Friday, October 01, 2004

Teachers Hammered With Pay Cut Near Silicon Valley, California

Superintendent Rowley
A school district near Silicon Valley cuts teacher salaries 4.9% in an effort to reduce costs. "We desperately don't want to do this, but we must," said Dr. Stephen R. Rowley PhD, superintendent of the 9,300-student Fremont Union High School District. The district consists of five high schools.

Because of the salary cut, a top-paid teacher with a Master's Degree and 30 years of classroom service that was earning $82,000 will now make $4000 less this year. Beginning teachers will earn $41,200 if they have passed their fifth year of college classes.
Teachers are hoping that the taxpayers in their district will vote for a ballot measure that would charge property owners an additional $98 per year in order to avoid closing classrooms and laying-off teachers.

In a state that is notorious for having an extremely high amount of administrative overhead, your EdWonk is curious to know how many administrators have been threatened with layoffs.

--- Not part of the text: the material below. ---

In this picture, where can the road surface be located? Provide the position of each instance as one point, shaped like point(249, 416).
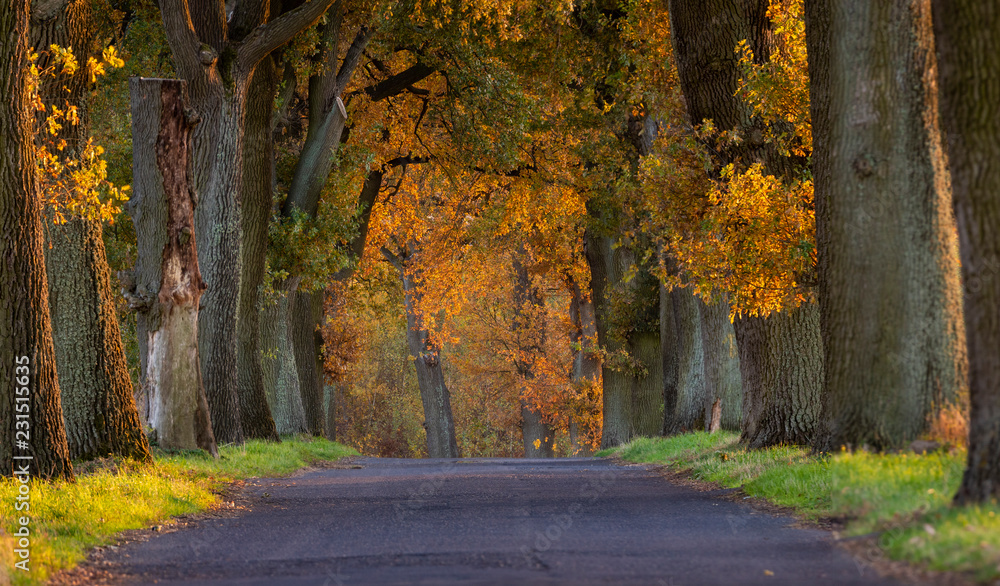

This district, consisting of only five schools, has a bewildering array of supervisors. The complete (and somewhat Byzantine) list may be viewed here. There are at least four individuals with the name of superintendent attached to their job titles. Each one of them will earn an excess of $100,000 annually.

In addition to all this district-level administrative overhead, each school has its own bureaucratic apparatus.

With the downsizing of many California classroom teachers in the last few years, your EdWonk is insatiably curious to know how many educational bureaucrats have been downsized.